About 10 days ago on a hike I developed pain in my left foot, bad enough that I ended up seeing a podiatrist. Last week I took a break from strength training, c25k, and long walks to give my foot a chance to recover.
Today was my first day back to c25k. I wasn’t sure what to expect after a week off: would I need to go back to week 2? Would my foot hold up at all?
I am super excited to report that I did just fine on week 3 day 1 even after having a week off! Ready for week 3 day 2 on Thursday. 🙂
For anyone who is unfamiliar, c25k (couch to 5k) is a running program that introduces running to non-runners via jogging-walking intervals. In the first week jogging intervals are very short (30 seconds, I think), while walking intervals are longer (90 seconds, I think). Every week, the ratio of jogging to walking increases, so that by the end of the 9th week, you’ve built up to running a full 30 minutes.
There are dozens of podcasts and apps out there that track your progress as well as tell you when you should start or stop jogging–it’s hard to keep track by yourself unless you’re on a treadmill or check your watch obsessively. I have used a few different ones: the pop playlists by Carli, the techno-ish playlists by DJ Beatsmith, and the eclectic playlists from the UK’s National Health Service.
They all have their strong points: my personal preference is for Carli’s music mixes plus she offers a few playlists for a Bridge to 10k running program. DJ Beatsmith’s music choices are carefully chosen because of target beats per minute, and he also offers a lot of other intervals programs designed to improve pace for people who already run. The music chosen by the NHS is pretty hit or miss but the voice of the podcasts gives tips for better running form, which is really useful for new runners.
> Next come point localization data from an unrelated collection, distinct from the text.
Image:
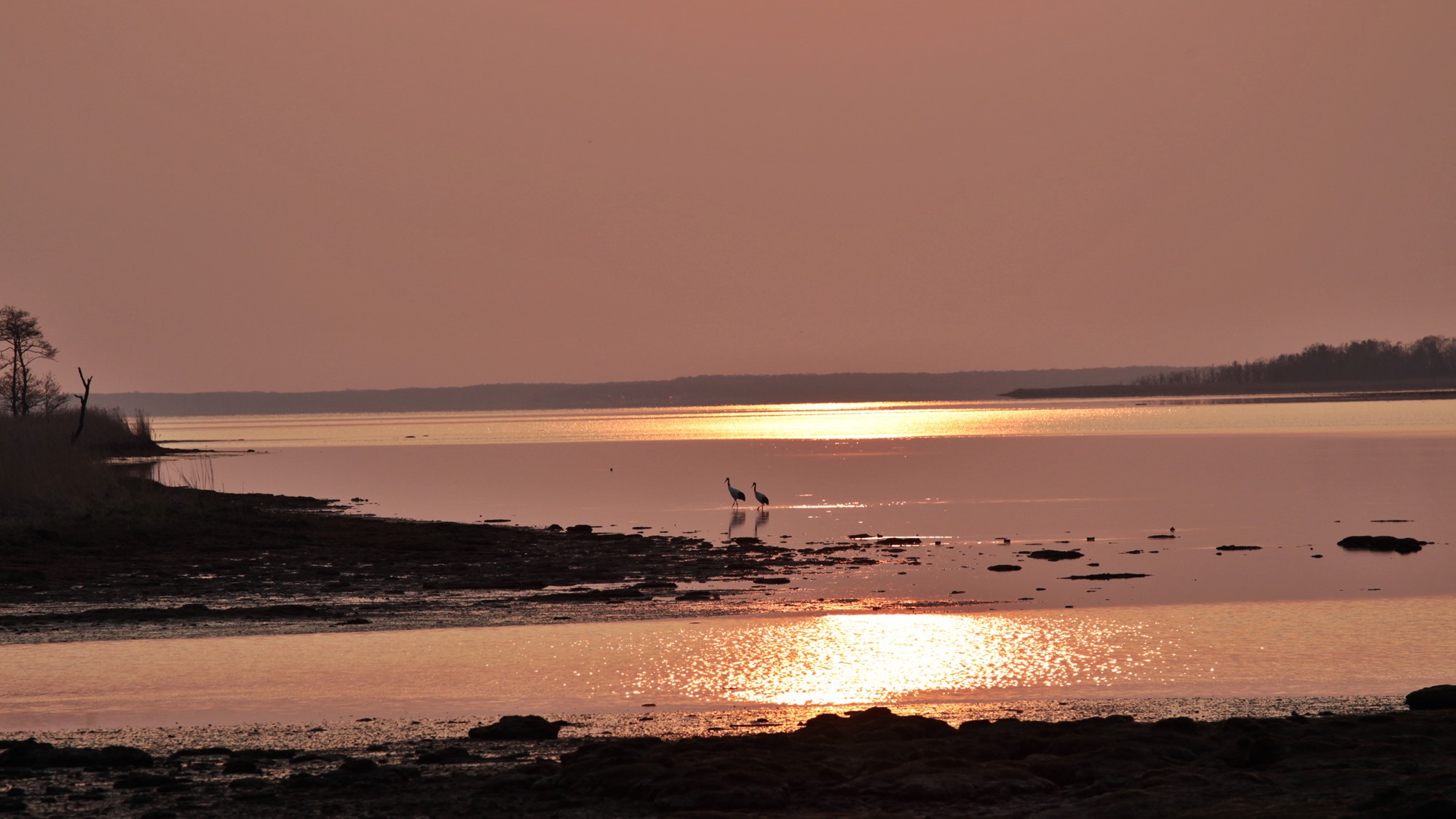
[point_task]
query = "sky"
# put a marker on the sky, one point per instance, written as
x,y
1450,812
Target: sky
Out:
x,y
298,196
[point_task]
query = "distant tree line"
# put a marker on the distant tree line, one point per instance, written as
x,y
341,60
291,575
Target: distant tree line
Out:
x,y
23,346
1433,356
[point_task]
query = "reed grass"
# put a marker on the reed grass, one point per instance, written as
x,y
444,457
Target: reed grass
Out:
x,y
43,474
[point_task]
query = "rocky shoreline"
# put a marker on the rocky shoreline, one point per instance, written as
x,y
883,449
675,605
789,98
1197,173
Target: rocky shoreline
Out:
x,y
873,762
186,561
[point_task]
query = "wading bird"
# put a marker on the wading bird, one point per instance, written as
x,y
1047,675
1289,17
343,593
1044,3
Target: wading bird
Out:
x,y
737,494
764,499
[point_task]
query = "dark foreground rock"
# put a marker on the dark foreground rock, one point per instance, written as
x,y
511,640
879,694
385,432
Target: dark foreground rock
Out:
x,y
1436,697
1384,544
861,764
519,727
31,753
1056,554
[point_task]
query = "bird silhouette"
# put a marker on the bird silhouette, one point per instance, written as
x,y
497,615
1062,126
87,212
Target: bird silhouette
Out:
x,y
737,494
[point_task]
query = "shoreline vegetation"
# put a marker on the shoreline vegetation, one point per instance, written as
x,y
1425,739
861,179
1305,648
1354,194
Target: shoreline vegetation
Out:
x,y
695,391
1355,371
If you’re interested in running but you’re worried it will be way too hard, check out C25k. It’s designed for people like me who are out of shape and need to ease into running.
miles to Mordor:
Before run: Greek yogurt, nut/seed granola.
After run: Greek yogurt, pomegranate seeds
Snack: pear, leftover cod with clean ranch
Lunch: shrimp salad (shrimp, celery, Greek yogurt, mayo, lemon juice), wh grain crackers
Snack: 1 cup cottage cheese
Dinner: 2 cups cottage cheese, strawberry and coconut cream “ice cream”. High fat day to be sure… But very, very low on the carbs.